Early Tuesday, North Korea fired hundreds of artillery shells into South Korea, killing two soldiers and injuring many more. South Korea immediately struck back with howitzers and scrambled F-16 fighter jets to deter further action by the rogue regime. Further, South Korean President Lee Myung-bak has instructed the military to strike North Korea’s missile base near its coastal artillery base if it shows signs of further aggression. “The firing of artillery by North Korea on Yeonpyeong Island constitutes an indisputable armed provocation against the Republic of Korea,” President Lee’s top aide for public relations Hong Sang-pyo said in an official statement following an emergency security meeting presided by Lee. “Making matters worse, it even indiscriminately fired against civilians. Such actions will never be tolerated.” [also see Fears Of Second Korean War Weigh On EWY]

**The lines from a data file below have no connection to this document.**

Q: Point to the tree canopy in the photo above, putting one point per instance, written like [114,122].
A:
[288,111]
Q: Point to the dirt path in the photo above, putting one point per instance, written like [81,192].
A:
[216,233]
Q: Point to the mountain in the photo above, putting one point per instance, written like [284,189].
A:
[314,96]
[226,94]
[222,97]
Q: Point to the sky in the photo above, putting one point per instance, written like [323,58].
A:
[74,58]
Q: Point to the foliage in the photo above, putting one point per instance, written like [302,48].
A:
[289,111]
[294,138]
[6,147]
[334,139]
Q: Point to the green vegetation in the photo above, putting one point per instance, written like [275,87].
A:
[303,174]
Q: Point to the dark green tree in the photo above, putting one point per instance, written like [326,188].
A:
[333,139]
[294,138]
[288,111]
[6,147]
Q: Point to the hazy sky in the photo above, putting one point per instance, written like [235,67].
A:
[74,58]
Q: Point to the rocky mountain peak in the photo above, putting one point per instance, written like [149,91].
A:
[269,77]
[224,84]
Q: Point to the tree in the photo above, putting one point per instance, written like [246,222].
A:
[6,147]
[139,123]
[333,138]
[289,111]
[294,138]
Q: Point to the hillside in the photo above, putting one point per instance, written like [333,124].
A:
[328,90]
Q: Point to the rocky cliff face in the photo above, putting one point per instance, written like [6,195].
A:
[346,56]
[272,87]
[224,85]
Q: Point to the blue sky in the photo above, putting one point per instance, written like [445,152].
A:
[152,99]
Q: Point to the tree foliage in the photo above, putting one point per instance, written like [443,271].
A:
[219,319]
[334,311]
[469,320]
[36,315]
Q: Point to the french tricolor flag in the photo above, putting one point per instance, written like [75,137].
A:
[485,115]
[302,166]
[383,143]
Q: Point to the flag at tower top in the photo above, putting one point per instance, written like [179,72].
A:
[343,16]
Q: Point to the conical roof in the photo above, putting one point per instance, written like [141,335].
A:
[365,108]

The bold move by the North represents the first time that South Korean soil has been shelled by their communist neighbors since the end of the Korean War in the mid 1950′s. The gravity of the situation helped to sink the Korean won by more than 2.5% in early trading on Tuesday and led to a wide sell-off in other Asian currencies as well. “The incident prompted investors to close dollar short-positions against all currencies,” said Jeong My-Young an FX Strategist for Samsung Futures.”This kind of incident can trigger automatic stop-loss selling of non-dollar currencies. That may put pressure on emerging Asian currencies, which have enjoyed strong gains so far this year.” [read Korea ETF In Freefall As North/South Tensions Escalate]
This news also dragged down equities across the world, which were already suffering from low levels of investor confidence thanks to debt concerns in Europe and fears over a Chinese rate hike. Not surprisingly, Tuesday’s events had an especially devastating impact on ETFs tracking the South Korean stock market. “This is a trigger for the ‘risk off’ button. You’ll certainly see selling in risk-based markets like equities and commodities until we get a better read on events,” said Mark Pervan, senior commodities analyst at ANZ in Melbourne. “There should be reasonable support for gold although we often see a firmer dollar as the initial reaction to risk and lower gold prices, but industrial metals might get hit. Oil too.” Below, we profile the two main ETFs tracking the South Korean economy, both of which have been battered in Tuesday trading:
iShares MSCI South Korea Index Fund (EWY)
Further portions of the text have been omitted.